The Truth About The Gas Stove Ban

Big flames licking the bottom of a pan while a cook gingerly sautés a dish are familiar images conjured at the mention of a gas stovetop. Professional chefs and home cooks alike have come to rely on gas ranges to properly prepare favored foods from Korean BBQ to flambéed baked Alaska. So, when the Los Angeles Times published an article about California's growing ban on gas stoves, fans of open-flame cooking became understandably distressed.

The Daily Meal notes that professional chefs prefer cooking over an open gas range because the ideal temperature can be reached faster and is easier to control. They're also cheaper to maintain and can be used with a wider variety of non-specialty cookware. Many cooks attribute the flavor profile and texture of signature dishes directly to the open flame of a gas range and say that cooking on an electric stove is an incomparable method.

Berkeley was one of the first cities to begin enacting the gas stove ban in 2019 and is still in litigation with The California Restaurant Association, which attempted to block the ban with a lawsuit. Restaurateurs in California worry that the ban will affect established menus that rely on gas cooking methods and fear the cost of replacing expensive appliances.

Why ban gas stoves and who's affected?

Tensions are on high heat in California after the implementation of a gas stove ban in new construction began in 2019, according to The Takeout. Since then, over 50 cities and counties across the Golden State have joined the ban, with other cities and states nationwide considering similar measures. Green initiatives fuel the reasoning behind the ban, but the flame of hope still burns for restaurateurs and home cooks attached to their gas ranges.

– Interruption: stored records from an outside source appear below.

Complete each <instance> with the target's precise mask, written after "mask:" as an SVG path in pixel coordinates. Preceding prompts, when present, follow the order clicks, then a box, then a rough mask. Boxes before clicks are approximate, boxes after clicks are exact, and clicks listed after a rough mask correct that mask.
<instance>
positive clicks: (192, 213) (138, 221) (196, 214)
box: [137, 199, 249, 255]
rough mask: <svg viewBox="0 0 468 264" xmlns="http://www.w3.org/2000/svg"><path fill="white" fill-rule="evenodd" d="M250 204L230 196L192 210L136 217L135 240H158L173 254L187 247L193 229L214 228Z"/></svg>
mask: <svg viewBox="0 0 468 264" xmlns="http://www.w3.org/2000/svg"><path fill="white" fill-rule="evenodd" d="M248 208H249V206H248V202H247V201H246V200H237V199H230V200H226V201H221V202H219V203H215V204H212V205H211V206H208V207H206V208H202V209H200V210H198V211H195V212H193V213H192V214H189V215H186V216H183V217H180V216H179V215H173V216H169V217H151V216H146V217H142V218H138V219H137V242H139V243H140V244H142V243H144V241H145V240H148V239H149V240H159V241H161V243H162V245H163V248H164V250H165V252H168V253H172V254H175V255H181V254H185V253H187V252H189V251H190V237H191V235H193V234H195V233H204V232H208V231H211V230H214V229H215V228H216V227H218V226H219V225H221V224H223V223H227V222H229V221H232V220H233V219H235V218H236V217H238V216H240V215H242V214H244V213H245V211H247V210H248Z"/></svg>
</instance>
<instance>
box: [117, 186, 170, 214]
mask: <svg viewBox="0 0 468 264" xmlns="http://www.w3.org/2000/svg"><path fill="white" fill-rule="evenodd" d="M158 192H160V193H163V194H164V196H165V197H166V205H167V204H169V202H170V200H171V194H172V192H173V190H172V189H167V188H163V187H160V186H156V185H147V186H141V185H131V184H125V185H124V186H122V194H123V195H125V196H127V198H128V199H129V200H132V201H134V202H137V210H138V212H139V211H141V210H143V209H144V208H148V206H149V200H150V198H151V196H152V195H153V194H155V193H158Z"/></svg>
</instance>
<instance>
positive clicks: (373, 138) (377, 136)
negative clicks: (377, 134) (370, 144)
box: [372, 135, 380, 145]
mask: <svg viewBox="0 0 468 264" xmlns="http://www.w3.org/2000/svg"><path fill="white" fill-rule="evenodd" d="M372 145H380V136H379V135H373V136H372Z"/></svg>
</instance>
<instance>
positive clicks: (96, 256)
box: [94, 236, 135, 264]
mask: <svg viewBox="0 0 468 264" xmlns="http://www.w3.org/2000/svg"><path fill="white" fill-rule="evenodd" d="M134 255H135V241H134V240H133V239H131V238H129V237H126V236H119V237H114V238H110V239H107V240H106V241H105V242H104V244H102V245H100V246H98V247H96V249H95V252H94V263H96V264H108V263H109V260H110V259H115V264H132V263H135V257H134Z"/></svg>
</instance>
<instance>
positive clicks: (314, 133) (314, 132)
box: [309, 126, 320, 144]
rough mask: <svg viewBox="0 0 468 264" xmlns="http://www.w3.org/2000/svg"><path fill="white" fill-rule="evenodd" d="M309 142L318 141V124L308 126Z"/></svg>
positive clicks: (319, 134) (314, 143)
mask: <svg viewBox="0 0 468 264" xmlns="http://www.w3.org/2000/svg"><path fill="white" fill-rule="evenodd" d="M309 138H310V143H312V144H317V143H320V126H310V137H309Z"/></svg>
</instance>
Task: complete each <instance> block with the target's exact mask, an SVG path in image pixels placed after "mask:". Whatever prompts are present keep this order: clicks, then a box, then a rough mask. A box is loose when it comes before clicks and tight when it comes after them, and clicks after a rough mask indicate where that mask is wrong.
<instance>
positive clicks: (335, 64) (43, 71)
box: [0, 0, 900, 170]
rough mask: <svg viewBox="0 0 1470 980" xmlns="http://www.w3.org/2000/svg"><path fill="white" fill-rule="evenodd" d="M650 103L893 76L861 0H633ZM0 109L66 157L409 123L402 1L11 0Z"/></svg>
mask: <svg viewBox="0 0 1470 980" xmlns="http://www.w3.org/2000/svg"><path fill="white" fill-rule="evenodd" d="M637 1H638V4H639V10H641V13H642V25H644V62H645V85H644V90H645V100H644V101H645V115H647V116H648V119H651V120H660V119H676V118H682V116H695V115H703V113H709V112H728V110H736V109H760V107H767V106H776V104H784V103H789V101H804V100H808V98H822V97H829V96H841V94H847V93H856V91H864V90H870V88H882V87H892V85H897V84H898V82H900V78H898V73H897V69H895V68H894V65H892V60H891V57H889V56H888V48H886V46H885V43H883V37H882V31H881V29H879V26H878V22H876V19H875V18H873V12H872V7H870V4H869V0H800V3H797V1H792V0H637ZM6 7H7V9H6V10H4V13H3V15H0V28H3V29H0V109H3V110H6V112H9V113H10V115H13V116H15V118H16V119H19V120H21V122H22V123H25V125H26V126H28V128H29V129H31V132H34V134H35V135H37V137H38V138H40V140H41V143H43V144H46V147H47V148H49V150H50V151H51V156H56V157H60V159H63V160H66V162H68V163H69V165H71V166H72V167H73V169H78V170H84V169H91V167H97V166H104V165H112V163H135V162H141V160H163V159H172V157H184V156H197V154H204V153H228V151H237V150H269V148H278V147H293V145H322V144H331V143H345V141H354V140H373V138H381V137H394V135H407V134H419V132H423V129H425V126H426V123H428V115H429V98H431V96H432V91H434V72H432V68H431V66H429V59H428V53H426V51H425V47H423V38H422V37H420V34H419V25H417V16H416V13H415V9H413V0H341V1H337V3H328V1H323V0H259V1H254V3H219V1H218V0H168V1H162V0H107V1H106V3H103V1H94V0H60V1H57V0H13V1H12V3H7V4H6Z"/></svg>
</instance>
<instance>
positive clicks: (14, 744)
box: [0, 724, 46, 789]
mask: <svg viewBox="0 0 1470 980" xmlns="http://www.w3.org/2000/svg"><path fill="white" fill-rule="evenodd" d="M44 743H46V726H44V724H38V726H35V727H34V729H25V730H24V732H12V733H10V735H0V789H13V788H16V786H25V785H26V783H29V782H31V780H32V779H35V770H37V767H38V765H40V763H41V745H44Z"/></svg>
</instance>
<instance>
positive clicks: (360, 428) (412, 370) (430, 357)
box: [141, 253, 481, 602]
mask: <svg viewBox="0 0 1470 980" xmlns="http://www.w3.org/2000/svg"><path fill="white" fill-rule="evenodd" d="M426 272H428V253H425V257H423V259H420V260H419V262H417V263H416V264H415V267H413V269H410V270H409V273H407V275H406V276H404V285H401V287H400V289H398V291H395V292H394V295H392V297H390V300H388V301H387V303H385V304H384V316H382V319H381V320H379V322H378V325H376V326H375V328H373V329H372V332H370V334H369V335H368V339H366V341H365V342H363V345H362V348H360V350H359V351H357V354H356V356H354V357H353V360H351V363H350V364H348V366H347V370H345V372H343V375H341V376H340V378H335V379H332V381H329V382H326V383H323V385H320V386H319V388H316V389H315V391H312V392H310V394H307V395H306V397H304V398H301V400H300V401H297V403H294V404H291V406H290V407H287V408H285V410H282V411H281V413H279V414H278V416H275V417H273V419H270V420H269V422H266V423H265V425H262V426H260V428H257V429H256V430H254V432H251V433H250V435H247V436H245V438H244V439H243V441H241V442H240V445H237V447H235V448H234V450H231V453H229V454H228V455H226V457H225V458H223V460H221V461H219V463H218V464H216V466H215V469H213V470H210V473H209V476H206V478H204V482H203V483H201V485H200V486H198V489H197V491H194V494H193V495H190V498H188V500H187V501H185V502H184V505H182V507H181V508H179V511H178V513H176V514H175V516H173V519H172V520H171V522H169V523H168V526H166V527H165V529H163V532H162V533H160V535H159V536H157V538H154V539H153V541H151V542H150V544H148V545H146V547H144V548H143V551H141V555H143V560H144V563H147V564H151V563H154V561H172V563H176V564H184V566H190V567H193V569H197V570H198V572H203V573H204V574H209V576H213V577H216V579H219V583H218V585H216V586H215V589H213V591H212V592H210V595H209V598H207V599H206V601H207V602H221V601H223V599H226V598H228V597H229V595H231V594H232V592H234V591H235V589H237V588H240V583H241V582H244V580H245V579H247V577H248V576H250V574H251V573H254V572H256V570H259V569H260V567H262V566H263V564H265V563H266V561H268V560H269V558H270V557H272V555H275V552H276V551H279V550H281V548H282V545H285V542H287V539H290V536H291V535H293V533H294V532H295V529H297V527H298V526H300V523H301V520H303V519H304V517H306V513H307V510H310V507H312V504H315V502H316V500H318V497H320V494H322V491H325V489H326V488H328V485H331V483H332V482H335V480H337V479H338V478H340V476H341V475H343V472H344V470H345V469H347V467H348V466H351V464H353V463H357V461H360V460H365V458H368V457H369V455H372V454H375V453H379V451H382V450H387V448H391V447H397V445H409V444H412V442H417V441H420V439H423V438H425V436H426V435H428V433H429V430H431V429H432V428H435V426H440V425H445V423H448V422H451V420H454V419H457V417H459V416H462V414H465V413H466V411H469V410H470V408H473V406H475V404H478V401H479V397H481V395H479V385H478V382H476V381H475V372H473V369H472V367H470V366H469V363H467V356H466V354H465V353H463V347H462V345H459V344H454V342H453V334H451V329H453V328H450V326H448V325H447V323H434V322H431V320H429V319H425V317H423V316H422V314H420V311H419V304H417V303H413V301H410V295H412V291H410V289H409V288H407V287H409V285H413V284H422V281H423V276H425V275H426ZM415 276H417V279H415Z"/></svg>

Buildings in the state of California create 43% of greenhouse gas emissions and 25% of emissions overall. The ordinance banning gas stoves from all new residential and commercial construction was enacted in an effort to reduce harmful greenhouse gases to zero by 2023.

As the gas stove ban only applies to new construction, restaurants and residences currently using gas ranges will not be affected as of yet. Buildings currently using gas will not be required to find an alternate heat source unless they move to a new build. Still, many restaurateurs remain concerned as local policymakers hone in on the fact that buildings emit more greenhouse gasses than cars in California. It has been noted that easy environmental fixes are minimal, and tackling future issues will require greater sacrifice going forward.